Oxford's oldest student newspaper

Independent since 1920

The danger of slow news days

You may have read recently that Keble’s undergraduate body voted decisively not to spend £193 on a portrait of the Queen to be placed in the JCR, with Daily Mail journalist Ian Garland vented his spleen over the issue earlier in the week. The content of the article was adequately summarised by its headline: ‘Students at top Oxford college refuse to hang picture of the Queen because doing so would promote ELITISM’. It fits into the standard tabloid Oxbridge model: we all belong to a narrow social elite, which means that our opinions on issues of elitism and privilege are invalid.

Comments on Mail Online such as ‘do these dipsticks really have the mental ability to attend such an establishment?’ demonstrate a funny situation in which Oxford as an institution is granted respect and deference by the general public, but the people who inhabit it are not. Oxford students aren’t given much of a chance. Either we are toffs and reactionaries, elitists and traditionalists, or we are whinging left-leaning typical students. If the latter is true, it is only interesting because we are meant to be the former.

Many of the issues regarding tabloid articles about Oxbridge in general were elegantly pointed out this week by a lengthy response in Cherwell’s rival newspaper. That answered the question ‘why was the article bad?’ However, we must also ask the question ‘why was the article written?’ Journalism is in essence comprised of two roles which can sometimes pull against each other; finding the news, and reporting it. A lot of the time, there simply isn’t very much news. Oxford is a small place. Britain isn’t, nor is the world, but the things which people want to read about are rarely the same as the things which are important to our lives, or the things that are valuable for us to know about.

The same phenomenon is apparent in student newspapers, although suggesting you flick through this copy of Cherwell to verify that claim would be disloyal. Sometimes there is no story to be found, so there is no story to report. The Keble JCR motion is clearly not a national news story, but people want to read about it because it reinforces existing prejudices and gives a platform to anti-Oxford sentiment. For better or for worse, as Oxford students, people are interested in us and what we do.

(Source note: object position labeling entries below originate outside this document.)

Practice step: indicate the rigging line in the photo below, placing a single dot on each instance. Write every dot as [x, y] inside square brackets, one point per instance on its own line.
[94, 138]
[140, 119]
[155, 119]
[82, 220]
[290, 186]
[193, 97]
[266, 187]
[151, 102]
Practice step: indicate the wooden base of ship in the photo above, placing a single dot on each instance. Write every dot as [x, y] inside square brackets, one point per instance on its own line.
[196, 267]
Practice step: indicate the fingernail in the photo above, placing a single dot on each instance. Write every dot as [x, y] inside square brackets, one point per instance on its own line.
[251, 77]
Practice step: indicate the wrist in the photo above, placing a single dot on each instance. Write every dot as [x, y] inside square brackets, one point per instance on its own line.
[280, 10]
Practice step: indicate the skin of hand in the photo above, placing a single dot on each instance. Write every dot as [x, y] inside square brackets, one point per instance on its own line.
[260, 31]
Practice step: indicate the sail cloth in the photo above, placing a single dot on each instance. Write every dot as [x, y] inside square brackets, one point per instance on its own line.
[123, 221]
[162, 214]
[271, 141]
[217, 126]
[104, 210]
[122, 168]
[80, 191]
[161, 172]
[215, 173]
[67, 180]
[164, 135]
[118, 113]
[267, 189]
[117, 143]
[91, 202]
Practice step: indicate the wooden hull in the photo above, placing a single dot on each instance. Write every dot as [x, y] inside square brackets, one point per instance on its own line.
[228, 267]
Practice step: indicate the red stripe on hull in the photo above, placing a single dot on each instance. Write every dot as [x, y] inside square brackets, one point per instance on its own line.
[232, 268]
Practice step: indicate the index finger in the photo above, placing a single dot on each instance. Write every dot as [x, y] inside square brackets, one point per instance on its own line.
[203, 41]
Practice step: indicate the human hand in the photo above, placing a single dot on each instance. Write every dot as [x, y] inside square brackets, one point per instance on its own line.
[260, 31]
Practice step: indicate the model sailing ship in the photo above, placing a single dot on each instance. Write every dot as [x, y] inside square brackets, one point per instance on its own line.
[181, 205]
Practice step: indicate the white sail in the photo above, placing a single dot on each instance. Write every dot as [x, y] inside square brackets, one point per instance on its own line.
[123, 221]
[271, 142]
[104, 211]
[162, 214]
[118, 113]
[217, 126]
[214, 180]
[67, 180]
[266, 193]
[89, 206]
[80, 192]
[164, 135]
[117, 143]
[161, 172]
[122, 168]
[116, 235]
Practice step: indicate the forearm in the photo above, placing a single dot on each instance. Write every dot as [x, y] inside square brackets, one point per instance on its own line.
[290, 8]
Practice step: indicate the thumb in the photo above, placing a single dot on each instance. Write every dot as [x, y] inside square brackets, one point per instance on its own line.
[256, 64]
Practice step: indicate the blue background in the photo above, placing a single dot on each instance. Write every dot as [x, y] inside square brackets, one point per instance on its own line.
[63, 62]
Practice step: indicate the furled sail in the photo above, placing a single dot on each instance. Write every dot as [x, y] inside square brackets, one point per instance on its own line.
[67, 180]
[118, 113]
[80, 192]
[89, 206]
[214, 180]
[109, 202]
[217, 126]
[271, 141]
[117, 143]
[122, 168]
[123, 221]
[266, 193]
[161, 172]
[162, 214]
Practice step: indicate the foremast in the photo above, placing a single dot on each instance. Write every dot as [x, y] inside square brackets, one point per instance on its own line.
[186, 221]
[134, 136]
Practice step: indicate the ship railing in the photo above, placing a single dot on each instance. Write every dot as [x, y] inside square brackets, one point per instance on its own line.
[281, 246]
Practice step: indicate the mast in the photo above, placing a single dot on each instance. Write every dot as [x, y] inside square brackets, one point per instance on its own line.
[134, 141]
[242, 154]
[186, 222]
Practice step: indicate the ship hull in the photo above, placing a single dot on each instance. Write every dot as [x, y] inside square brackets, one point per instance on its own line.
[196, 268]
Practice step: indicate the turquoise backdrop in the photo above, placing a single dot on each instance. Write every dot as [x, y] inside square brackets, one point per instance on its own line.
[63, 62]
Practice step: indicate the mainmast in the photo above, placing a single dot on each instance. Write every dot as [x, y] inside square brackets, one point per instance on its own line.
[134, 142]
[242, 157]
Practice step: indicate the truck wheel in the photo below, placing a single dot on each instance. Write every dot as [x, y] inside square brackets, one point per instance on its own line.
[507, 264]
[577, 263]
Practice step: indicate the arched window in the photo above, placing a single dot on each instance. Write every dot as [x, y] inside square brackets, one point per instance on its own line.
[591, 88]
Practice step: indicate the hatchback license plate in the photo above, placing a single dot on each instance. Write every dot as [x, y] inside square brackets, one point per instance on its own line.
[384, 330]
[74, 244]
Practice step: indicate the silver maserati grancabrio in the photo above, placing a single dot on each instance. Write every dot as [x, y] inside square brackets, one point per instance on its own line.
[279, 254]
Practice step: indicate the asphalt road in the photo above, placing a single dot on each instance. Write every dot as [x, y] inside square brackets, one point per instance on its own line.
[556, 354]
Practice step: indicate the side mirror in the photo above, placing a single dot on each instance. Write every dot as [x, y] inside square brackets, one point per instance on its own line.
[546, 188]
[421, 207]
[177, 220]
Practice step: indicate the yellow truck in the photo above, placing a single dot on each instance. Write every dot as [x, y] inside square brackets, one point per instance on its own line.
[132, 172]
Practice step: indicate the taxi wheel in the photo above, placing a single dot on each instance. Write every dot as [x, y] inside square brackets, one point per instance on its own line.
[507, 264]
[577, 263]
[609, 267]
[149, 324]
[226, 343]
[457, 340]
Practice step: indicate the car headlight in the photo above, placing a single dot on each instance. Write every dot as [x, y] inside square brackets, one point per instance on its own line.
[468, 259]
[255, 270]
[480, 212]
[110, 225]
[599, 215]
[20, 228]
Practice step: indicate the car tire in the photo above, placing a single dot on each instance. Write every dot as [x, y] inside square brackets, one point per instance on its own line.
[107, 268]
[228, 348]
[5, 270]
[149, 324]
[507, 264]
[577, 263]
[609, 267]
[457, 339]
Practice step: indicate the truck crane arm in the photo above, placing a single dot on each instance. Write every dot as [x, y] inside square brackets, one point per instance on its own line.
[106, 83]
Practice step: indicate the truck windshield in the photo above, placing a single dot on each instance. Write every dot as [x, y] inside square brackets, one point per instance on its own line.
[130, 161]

Similarly, those on the Oxford student press’ trawl list are encouraged to exaggerate stories about minor JCR incidents into full blown press stories. Sometimes, it’s hard to know the limits as to what constitutes ‘news’. What if people are interested in it? How about news stories which severely jeopardise people’s future prospects? When there is no news, should we create it? Maybe we should just print something telling the truth: ‘Sorry, there isn’t any news today.’